I also agree that what separates physicians from other excellent but non-medical clinicians is our immersion in molecular sciences, pharmacology, internal medicine, hematology, etc. So it is with some hesitation that I suggest that the medical school curriculum could be condensed to 3 years. I would like to see, first, a major commission report--akin to the classic Flexner report on medical education--examining the question, before I committed to a 3-year curriculum. Still, my instincts and experience tell me that careful condensation of the basic science material (e.g., histology, anatomy, physiology, biochemistry) could allow for such a shortened program.

That said, I would favor an expansion of the psychiatry residency to 5 years, in order to enhance skills in consultation-liaison psychiatry, the neurosciences and psychotherapy. This is ambitious, I know: it aims at making psychiatrists both better general physicians and more seasoned psychotherapists. But I believe psychiatry's position as a medical specialty would be strengthened by just such a program.

This is not without precedent, in that several residencies are now 5 or 6 year programs; e.g., the American Board of Psychiatry and Neurology has already approved a 6-year, combined program in Psychiatry and Neurology; and there is also a five-year, ABPN-approved program in Family Practice and Psychiatry.

Ronald Pies MD

Evan J said...

As a graduate of a former 3 year medical school (now 4 year), it seems like a good idea in theory, but in practice, not so much. As Susan said above, you lose almost all vacation and recovery time. God help you if something goes wrong, and you fall out of step with the tightly packed curriculum. Graduates are tired and burned out before starting their residencies. There is less time for electives, leaving many unsure of their choice of specialty by matching time.

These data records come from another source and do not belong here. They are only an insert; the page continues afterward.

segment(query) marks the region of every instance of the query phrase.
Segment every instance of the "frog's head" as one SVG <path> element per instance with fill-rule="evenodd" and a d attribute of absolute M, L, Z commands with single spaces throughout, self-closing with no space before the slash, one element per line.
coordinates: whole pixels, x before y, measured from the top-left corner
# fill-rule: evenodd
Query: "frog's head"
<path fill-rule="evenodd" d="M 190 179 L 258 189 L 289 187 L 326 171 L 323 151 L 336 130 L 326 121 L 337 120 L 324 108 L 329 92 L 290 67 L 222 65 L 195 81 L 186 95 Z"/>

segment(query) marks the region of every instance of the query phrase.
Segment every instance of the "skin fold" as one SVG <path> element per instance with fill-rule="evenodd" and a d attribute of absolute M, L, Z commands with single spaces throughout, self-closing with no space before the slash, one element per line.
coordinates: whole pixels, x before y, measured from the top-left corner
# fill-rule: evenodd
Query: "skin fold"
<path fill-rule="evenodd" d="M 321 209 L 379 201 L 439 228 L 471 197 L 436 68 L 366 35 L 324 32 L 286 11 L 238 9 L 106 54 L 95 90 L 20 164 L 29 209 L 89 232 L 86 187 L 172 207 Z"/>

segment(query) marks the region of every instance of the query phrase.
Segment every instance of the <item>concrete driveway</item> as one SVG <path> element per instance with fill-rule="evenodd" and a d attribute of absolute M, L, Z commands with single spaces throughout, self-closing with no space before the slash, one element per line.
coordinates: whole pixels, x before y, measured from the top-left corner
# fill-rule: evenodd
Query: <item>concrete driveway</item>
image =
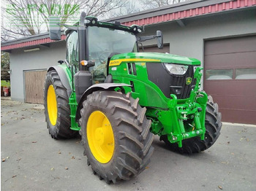
<path fill-rule="evenodd" d="M 42 106 L 1 100 L 2 190 L 256 190 L 256 127 L 225 123 L 204 152 L 181 155 L 155 136 L 151 162 L 129 182 L 92 174 L 79 138 L 53 140 Z"/>

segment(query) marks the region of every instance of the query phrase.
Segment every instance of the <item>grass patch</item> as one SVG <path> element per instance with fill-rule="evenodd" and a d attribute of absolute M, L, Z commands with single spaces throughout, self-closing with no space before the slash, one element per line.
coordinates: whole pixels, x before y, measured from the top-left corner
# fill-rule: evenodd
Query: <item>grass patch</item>
<path fill-rule="evenodd" d="M 1 80 L 1 86 L 10 87 L 10 81 Z"/>

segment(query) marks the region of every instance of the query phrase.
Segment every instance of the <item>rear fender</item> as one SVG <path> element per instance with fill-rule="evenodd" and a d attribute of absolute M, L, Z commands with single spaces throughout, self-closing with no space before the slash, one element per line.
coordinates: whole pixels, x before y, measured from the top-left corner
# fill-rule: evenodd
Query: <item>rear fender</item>
<path fill-rule="evenodd" d="M 61 83 L 63 84 L 64 87 L 65 87 L 65 88 L 67 89 L 67 96 L 69 98 L 72 93 L 72 89 L 69 84 L 69 80 L 68 79 L 65 71 L 61 66 L 51 66 L 48 69 L 47 71 L 48 72 L 52 70 L 55 70 L 58 73 L 58 75 L 61 79 Z"/>
<path fill-rule="evenodd" d="M 80 110 L 82 109 L 83 102 L 87 98 L 87 96 L 92 93 L 93 92 L 98 90 L 112 90 L 113 91 L 116 87 L 122 87 L 124 86 L 131 87 L 130 85 L 124 84 L 124 83 L 101 83 L 91 85 L 88 88 L 82 95 L 81 98 L 79 101 L 78 109 L 75 114 L 75 120 L 78 121 L 81 117 L 80 114 Z"/>

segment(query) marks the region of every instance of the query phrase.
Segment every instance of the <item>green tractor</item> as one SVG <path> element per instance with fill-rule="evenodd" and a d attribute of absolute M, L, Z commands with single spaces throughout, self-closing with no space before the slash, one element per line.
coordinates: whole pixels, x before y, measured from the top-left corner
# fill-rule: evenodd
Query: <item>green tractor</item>
<path fill-rule="evenodd" d="M 50 38 L 61 39 L 58 18 Z M 192 154 L 218 139 L 221 114 L 200 90 L 200 62 L 164 53 L 138 52 L 139 26 L 101 22 L 82 12 L 64 26 L 67 59 L 48 70 L 45 111 L 53 139 L 82 137 L 87 163 L 107 183 L 129 180 L 150 161 L 154 135 L 172 150 Z"/>

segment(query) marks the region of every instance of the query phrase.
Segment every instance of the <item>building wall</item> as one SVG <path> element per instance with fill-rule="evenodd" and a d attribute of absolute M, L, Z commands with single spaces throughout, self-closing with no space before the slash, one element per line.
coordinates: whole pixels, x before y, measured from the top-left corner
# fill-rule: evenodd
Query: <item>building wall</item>
<path fill-rule="evenodd" d="M 65 42 L 51 43 L 50 47 L 40 46 L 39 48 L 39 50 L 29 52 L 24 52 L 24 49 L 14 50 L 10 53 L 12 100 L 22 102 L 25 100 L 24 71 L 47 69 L 57 65 L 58 61 L 65 59 Z"/>
<path fill-rule="evenodd" d="M 161 30 L 164 43 L 170 43 L 170 54 L 197 58 L 203 66 L 206 39 L 256 34 L 256 10 L 208 15 L 187 19 L 184 23 L 184 27 L 176 21 L 148 26 L 145 35 L 154 34 L 157 30 Z M 153 44 L 156 44 L 156 40 L 143 43 Z"/>

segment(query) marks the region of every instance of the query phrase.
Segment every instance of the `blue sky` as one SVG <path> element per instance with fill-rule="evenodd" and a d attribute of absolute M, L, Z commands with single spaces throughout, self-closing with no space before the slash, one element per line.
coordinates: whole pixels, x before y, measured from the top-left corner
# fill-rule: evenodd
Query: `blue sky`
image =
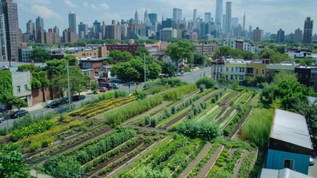
<path fill-rule="evenodd" d="M 70 11 L 76 14 L 80 22 L 92 25 L 95 20 L 110 24 L 114 19 L 121 21 L 134 18 L 138 8 L 140 19 L 143 19 L 146 8 L 148 13 L 158 14 L 159 21 L 164 15 L 172 16 L 172 9 L 182 10 L 182 17 L 192 19 L 194 9 L 198 15 L 204 18 L 205 12 L 211 12 L 215 17 L 216 0 L 13 0 L 18 3 L 19 22 L 23 32 L 29 20 L 35 22 L 39 16 L 44 19 L 46 30 L 57 26 L 60 31 L 68 27 L 68 15 Z M 223 13 L 225 13 L 226 1 L 223 0 Z M 315 0 L 232 0 L 232 17 L 239 18 L 241 23 L 243 13 L 246 16 L 246 28 L 259 27 L 265 32 L 276 33 L 280 28 L 285 34 L 294 33 L 299 28 L 303 30 L 306 17 L 315 21 L 314 33 L 317 33 L 317 6 Z"/>

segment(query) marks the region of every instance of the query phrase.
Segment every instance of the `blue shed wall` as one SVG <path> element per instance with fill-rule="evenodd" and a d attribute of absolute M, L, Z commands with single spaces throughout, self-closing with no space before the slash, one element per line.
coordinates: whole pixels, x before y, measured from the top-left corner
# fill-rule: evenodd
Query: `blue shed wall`
<path fill-rule="evenodd" d="M 281 169 L 284 168 L 284 159 L 294 160 L 294 170 L 307 174 L 309 165 L 309 155 L 269 149 L 266 160 L 266 168 Z"/>

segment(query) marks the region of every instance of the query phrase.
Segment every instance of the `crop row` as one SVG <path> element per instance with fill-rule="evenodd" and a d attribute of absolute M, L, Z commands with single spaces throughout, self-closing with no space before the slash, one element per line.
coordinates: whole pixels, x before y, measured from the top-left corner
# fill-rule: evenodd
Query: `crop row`
<path fill-rule="evenodd" d="M 219 144 L 218 143 L 215 143 L 210 148 L 210 149 L 204 156 L 200 161 L 196 165 L 195 167 L 191 170 L 188 175 L 187 177 L 189 178 L 194 178 L 195 177 L 197 173 L 200 170 L 210 158 L 210 157 L 213 154 L 217 149 L 219 147 Z"/>
<path fill-rule="evenodd" d="M 84 163 L 134 137 L 135 133 L 131 130 L 126 130 L 107 136 L 106 138 L 95 144 L 73 152 L 74 153 L 73 155 L 70 155 L 64 153 L 50 158 L 44 164 L 43 167 L 46 172 L 49 173 L 53 171 L 55 168 L 67 160 L 77 161 L 82 164 Z"/>
<path fill-rule="evenodd" d="M 253 166 L 256 153 L 252 151 L 248 153 L 243 158 L 242 164 L 239 171 L 238 176 L 240 178 L 248 178 Z"/>

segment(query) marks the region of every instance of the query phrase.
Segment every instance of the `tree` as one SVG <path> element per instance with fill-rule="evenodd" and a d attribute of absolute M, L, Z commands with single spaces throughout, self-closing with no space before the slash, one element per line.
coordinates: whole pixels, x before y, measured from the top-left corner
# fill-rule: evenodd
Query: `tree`
<path fill-rule="evenodd" d="M 177 73 L 177 67 L 168 62 L 163 62 L 161 65 L 162 72 L 171 77 Z"/>
<path fill-rule="evenodd" d="M 51 59 L 51 54 L 45 49 L 36 48 L 33 50 L 30 57 L 36 62 L 42 62 L 49 60 Z"/>
<path fill-rule="evenodd" d="M 134 54 L 136 56 L 143 56 L 143 54 L 145 54 L 146 55 L 148 56 L 150 55 L 150 53 L 147 50 L 147 48 L 143 46 L 139 46 L 137 48 L 137 50 L 134 52 Z"/>
<path fill-rule="evenodd" d="M 196 46 L 191 44 L 189 41 L 180 41 L 168 45 L 166 54 L 173 61 L 177 62 L 179 66 L 184 60 L 186 59 L 188 63 L 192 63 L 194 52 L 196 50 Z"/>
<path fill-rule="evenodd" d="M 78 60 L 75 54 L 65 55 L 64 59 L 67 60 L 70 66 L 77 66 L 78 64 Z"/>
<path fill-rule="evenodd" d="M 194 55 L 194 64 L 197 65 L 203 64 L 205 61 L 205 57 L 203 54 L 195 53 Z"/>

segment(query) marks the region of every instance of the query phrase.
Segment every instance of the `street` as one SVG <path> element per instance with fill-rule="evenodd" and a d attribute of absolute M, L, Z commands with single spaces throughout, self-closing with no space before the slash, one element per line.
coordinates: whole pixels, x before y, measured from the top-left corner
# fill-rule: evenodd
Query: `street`
<path fill-rule="evenodd" d="M 199 69 L 194 71 L 194 72 L 187 73 L 184 74 L 180 74 L 179 75 L 176 76 L 175 78 L 180 79 L 182 80 L 187 82 L 188 83 L 194 83 L 196 81 L 199 79 L 200 78 L 204 76 L 209 77 L 210 76 L 211 72 L 211 68 L 210 67 L 204 67 L 201 69 Z M 138 86 L 138 89 L 139 90 L 141 90 L 143 89 L 143 86 L 144 85 L 144 82 L 140 83 Z M 130 86 L 130 91 L 131 92 L 134 91 L 135 89 L 135 86 L 133 85 Z M 129 93 L 129 86 L 121 84 L 120 85 L 120 90 L 126 91 Z M 94 96 L 96 97 L 96 95 L 94 95 L 90 94 L 91 92 L 88 92 L 87 94 L 85 95 L 86 98 L 84 99 L 81 101 L 78 101 L 73 102 L 73 104 L 75 108 L 78 108 L 80 107 L 82 103 L 83 103 L 89 100 L 92 99 Z M 35 108 L 31 111 L 29 111 L 29 113 L 33 117 L 33 116 L 38 117 L 42 115 L 43 116 L 49 112 L 55 112 L 56 113 L 61 113 L 66 111 L 69 108 L 68 104 L 65 104 L 54 108 L 48 108 L 46 107 L 46 105 L 52 101 L 48 101 L 46 103 L 42 103 L 37 104 L 36 106 L 32 106 L 32 108 Z M 38 108 L 38 109 L 37 109 Z M 21 109 L 28 110 L 28 108 L 22 108 Z M 7 118 L 9 117 L 8 115 L 0 114 L 0 117 L 4 117 L 5 118 Z M 14 120 L 17 119 L 9 119 L 6 120 L 3 123 L 0 124 L 0 129 L 3 128 L 9 127 L 10 127 L 13 126 L 13 122 Z"/>

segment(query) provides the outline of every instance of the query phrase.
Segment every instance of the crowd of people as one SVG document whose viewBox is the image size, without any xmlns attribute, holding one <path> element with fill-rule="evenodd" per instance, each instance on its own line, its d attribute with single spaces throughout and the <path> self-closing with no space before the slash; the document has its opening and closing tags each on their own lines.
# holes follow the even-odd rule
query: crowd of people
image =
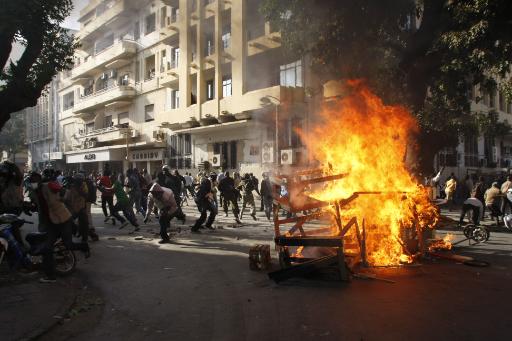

The value of being a psychiatrist is that we are also trained as physicians. As such, compared to other mental health professionals, we are better prepared to understand, evaluate and manage disease processes and foresee complications and interactions. Not all of us choose to maintain and use that body of medical knowledge, and many practice in settings where it's next to impossible. Still, it's difficult for me to comprehend how a non-medically trained "psychiatrist" would substantially differ from a "psychiatric" nurse practitioner or a prescribing psychologist.